Shostakovich como ejemplo prototípico de la problemática semiótica que supone el arte totalitario: nos gustaría percibir ironía donde hay aceptación indiscutible del orden vigente. ´Confundimos lo que nos gustaría ver con lo que es. Lo mismo podría decirse de tantas obras literarias en las que percibimos “desmitificación” donde en realidad hay glorificación de la visión mítica (fascista) de la existencia.

Desde la perspectiva política, la obra de Shostakovich es irredimible, una basura ideológica. Desde el punta de vista estrictamente musical son evidentes sus cualidades, puramente abstractas, al margen de cualquier interpretación política (aunque para los detractores no son más que pastiches de Mahler Y Chaikovski).

2011.12.11 – Mahler y la pretenciosidad

Mahler: su grandilocuencia, su pretenciosidad, solo pueden satisfacer a un público predispuesto, anhelante de “experiencias profundísimas”, trascendentales, al alcance de unos pocos elegidos (entre los que están ellos). De ahí que, mientras exista pedantería en el mundo, Mahler o Wagner (o Joyce, o Goytisolo) seguirán teniendo su predicamento: no por sus méritos intrínsecos, sino por satisfacer el “ansia de pretenciosidad” de un público tan pretencioso como esos autores.

Podría decirse que la pretenciosidad es un valor autónomo: al margen de cualquier otra consideración, que una obra sea pretenciosa ya es de por sí un mérito que será valorado por su correspondiente público.

2010.12.21 – «Wozzeck», de Alban Berg

Alban Berg: Wozzeck

Es evidente que el concepto de “expresionismo” va mucho más allá de ser aplicable sólo a un par de películas y algunos cuadros (como decía Antonio Weinrichter). Escuchando la música de Berg sólo cabe pensar en la pintura (Grosz) y el cine alemán de la época, no sólo en sus características estéticas, sino también en las temáticas: pensemos en Lulú (que no por casualidad también da pie a la segunda ópera de Berg).

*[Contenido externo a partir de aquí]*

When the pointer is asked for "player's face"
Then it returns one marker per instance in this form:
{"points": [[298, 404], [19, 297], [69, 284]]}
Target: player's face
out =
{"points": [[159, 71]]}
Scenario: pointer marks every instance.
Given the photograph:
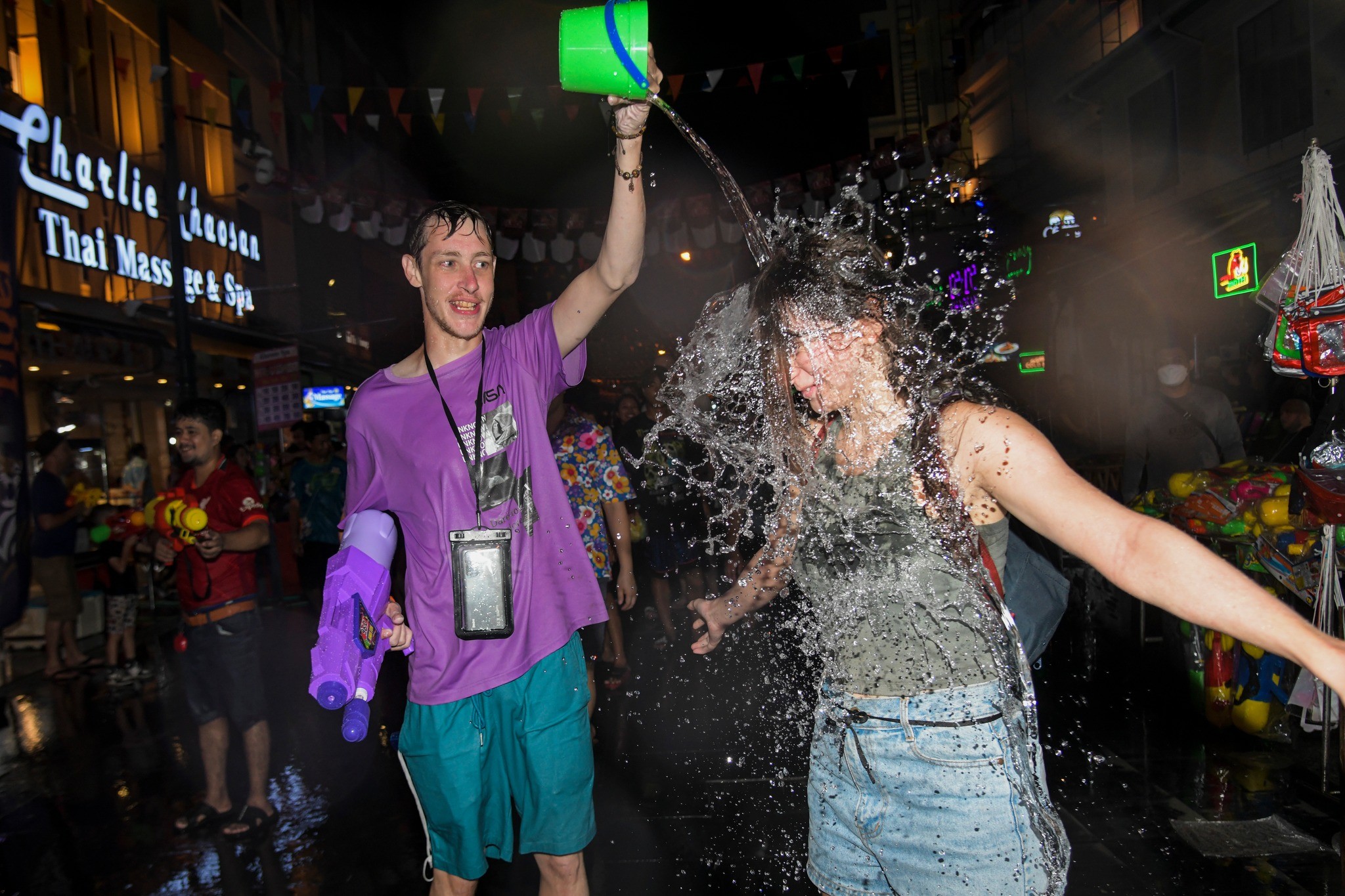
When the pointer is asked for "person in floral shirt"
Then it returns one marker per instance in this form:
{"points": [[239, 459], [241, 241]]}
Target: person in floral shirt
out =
{"points": [[598, 488]]}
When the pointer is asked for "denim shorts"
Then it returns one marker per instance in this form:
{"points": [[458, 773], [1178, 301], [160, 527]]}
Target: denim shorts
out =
{"points": [[221, 671], [523, 744], [903, 807]]}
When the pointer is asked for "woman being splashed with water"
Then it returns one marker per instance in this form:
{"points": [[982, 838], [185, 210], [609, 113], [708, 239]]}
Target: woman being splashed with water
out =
{"points": [[926, 770]]}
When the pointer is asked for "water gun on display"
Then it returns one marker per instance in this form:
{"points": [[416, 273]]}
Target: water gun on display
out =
{"points": [[1261, 681], [81, 494], [350, 651], [177, 516]]}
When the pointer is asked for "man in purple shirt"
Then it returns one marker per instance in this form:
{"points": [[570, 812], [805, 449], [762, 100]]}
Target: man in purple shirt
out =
{"points": [[493, 723]]}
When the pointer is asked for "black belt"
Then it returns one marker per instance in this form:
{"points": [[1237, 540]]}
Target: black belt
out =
{"points": [[852, 716]]}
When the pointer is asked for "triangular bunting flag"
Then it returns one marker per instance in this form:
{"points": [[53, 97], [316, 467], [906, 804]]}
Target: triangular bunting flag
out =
{"points": [[755, 73]]}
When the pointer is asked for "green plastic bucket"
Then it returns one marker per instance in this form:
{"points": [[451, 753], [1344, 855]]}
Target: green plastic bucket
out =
{"points": [[592, 61]]}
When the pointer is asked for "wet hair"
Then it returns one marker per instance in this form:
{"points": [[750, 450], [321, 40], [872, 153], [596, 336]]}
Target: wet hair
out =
{"points": [[206, 410], [841, 278], [455, 217]]}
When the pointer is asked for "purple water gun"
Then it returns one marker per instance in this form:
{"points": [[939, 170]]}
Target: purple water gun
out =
{"points": [[350, 652]]}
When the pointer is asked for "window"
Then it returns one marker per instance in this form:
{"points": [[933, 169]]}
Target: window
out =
{"points": [[1118, 20], [1275, 74], [20, 24], [1153, 137]]}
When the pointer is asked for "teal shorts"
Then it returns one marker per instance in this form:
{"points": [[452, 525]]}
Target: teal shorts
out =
{"points": [[526, 744]]}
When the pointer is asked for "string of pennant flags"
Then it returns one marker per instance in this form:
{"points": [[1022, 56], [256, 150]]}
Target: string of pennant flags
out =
{"points": [[677, 224], [372, 106]]}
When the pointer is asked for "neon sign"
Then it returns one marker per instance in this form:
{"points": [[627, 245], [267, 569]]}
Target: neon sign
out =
{"points": [[1032, 362], [962, 288], [123, 184], [1235, 270], [1019, 263]]}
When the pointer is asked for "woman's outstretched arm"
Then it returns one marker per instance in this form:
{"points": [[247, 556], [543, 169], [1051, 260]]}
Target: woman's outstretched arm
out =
{"points": [[997, 453]]}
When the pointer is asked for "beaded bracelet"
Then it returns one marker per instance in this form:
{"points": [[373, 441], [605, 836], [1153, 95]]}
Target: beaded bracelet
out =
{"points": [[621, 136]]}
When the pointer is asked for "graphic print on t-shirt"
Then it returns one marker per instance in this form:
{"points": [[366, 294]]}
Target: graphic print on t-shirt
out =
{"points": [[499, 484]]}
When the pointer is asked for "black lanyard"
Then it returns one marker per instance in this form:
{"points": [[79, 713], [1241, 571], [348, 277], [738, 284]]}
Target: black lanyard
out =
{"points": [[474, 469]]}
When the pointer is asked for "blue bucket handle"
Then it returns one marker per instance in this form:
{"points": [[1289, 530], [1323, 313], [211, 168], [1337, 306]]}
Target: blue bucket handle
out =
{"points": [[619, 49]]}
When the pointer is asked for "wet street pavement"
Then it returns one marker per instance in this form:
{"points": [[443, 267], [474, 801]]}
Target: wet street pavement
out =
{"points": [[699, 788]]}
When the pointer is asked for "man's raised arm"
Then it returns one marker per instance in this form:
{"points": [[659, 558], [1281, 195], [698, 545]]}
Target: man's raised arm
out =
{"points": [[590, 295]]}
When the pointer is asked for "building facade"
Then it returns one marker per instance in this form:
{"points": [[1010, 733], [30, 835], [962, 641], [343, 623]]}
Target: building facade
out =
{"points": [[88, 105]]}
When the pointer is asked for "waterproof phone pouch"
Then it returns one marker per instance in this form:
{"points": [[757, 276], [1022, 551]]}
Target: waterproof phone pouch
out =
{"points": [[483, 589]]}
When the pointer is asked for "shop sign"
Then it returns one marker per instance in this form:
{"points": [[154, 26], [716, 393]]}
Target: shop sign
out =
{"points": [[74, 179], [47, 345], [278, 394], [1061, 222], [323, 396], [1019, 263], [1032, 362], [1235, 270]]}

  • Quizás La caja de Pandora pueda servir para discriminar dos niveles del expresionismo: el formal (deformación grotesca de lo real) y el temático (temática sórdida: pobreza, sexo, violencia). Ahora bien: el expresionismo puramente formal no implica un correlato temático (ejemplo: Caligari), ni viceversa (La caja de Pandora).

Distinciones conceptuales como las de “bueno” y “malo” resultan totalmente inapropiadas para categorizar la experiencia estética proporcionada por el Wozzeck de Alban Berg: la grotesca sordidez de lo relatado, lo forzado y sobreactuado de los gestos y la entonación de los actores, se corresponde con la agresividad, “antimusicalidad” de la partitura; no hay ningún remanso melódico al que el oyente pueda aferrarse, sólo cabe perderse en ese caos sonoro que parece surgido de la pura arbitrariedad del compositor.

En cualquier caso, cabe plantearse si la partitura no resulta redundante, al limitarse a enfatizar lo que ya está más que presente en el texto de partida. El relato de Buchner, la composición de los personajes resulta lo suficientemente lograda como para que la música de Berg no aporte ninguna dimensión significativa. Paradójicamente, la partitura es tan adecuada que resulta superflua. Ahora bien, hay que reconocer que cuesta imaginar una representación de la obra sin el énfasis distorsionador proporcionado por la música y el recitado-cantado del texto.